CVR Refining's (CVRR) distributions have yielded a whopping 12% over the past year. However, yields that high typically suggest trouble. So let's look to see if there is any danger lurking for CVR Refining's distribution. 

CVR Refining 101
Before we go too far, there are two important things investors need to know about CVR Refining. First, the company is structured as a master limited partnership, or MLP. Because an MLP is a pass-through entity for tax purposes, CVR Refining will deliver virtually all of its income to investors. We therefore expect the payout ratio to be high.

Second, unlike most other MLPs, CVR doesn't own stable midstream assets such as pipelines and processing plants, nor does it own and operate mature oil and gas wells. These assets typically provide stable income, which yields a fairly steady distribution to investors. Instead, CVR Refining's core assets are two oil refineries, which are less stable assets due to the volatility of oil and gas prices, as well as the volumes processed each quarter. This is evident in the following slide, which shows that the company's margins and EBITDA can vary from year to year.

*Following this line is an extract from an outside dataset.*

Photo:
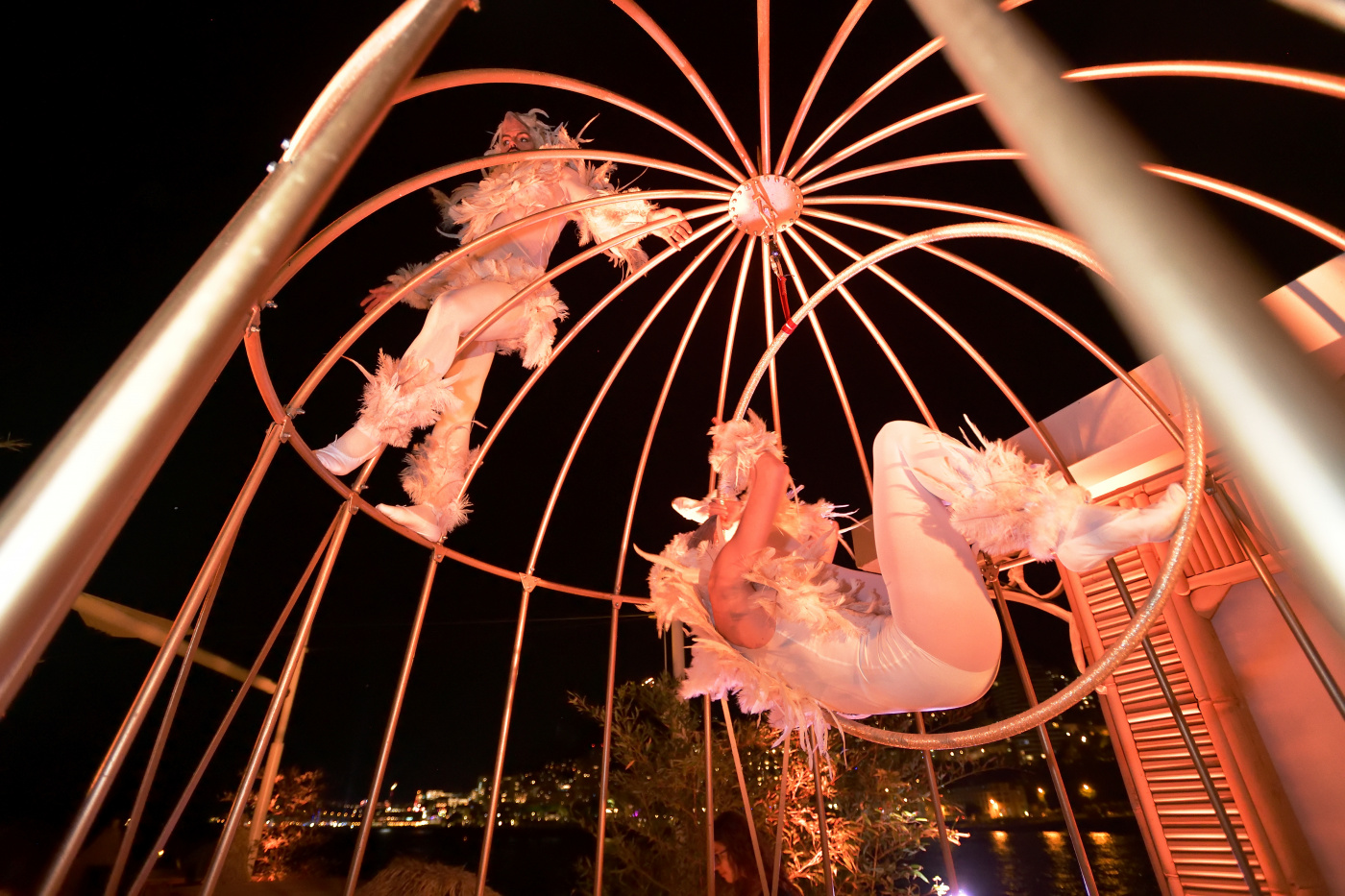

Source: CVR Refining Investor Presentation.  

Volatility = variability
Because of its structure and assets, CVR Refining's distribution policy is a bit different from most other MLPs. It pays a variable distribution, meaning it provides all of the available cash generated each quarter, as opposed to distributing a set amount to investors. This system creates a particularly lumpy distribution, as seen in the following chart.

Source: CVR Refining. Chart prepared by author.  

CVR Refining's most recently declared distribution was $0.54 per unit, a steep 44% reduction from the prior quarter. The reduction was due to some challenges in the quarter, including a fire at one of its refineries. Any downtime at one of its refineries, such as for scheduled maintenance, will impact cash flow and the distribution. CVR Refining's history shows its distribution can vary quite widely depending on its operations and cash flow in any given quarter.

Because CVR Refining operates under a variable distribution policy we can't say that there is any danger lurking when it comes to its payout ratio. We know that 100% of its available cash flow will be paid out each quarter. As the cash amount available changes so will the distribution to investors.

Investors simply need to know that CVR Refining is a different type of investment. It pays out basically all of its income to investors in any given quarter, and that income can, and likely will, fluctuate.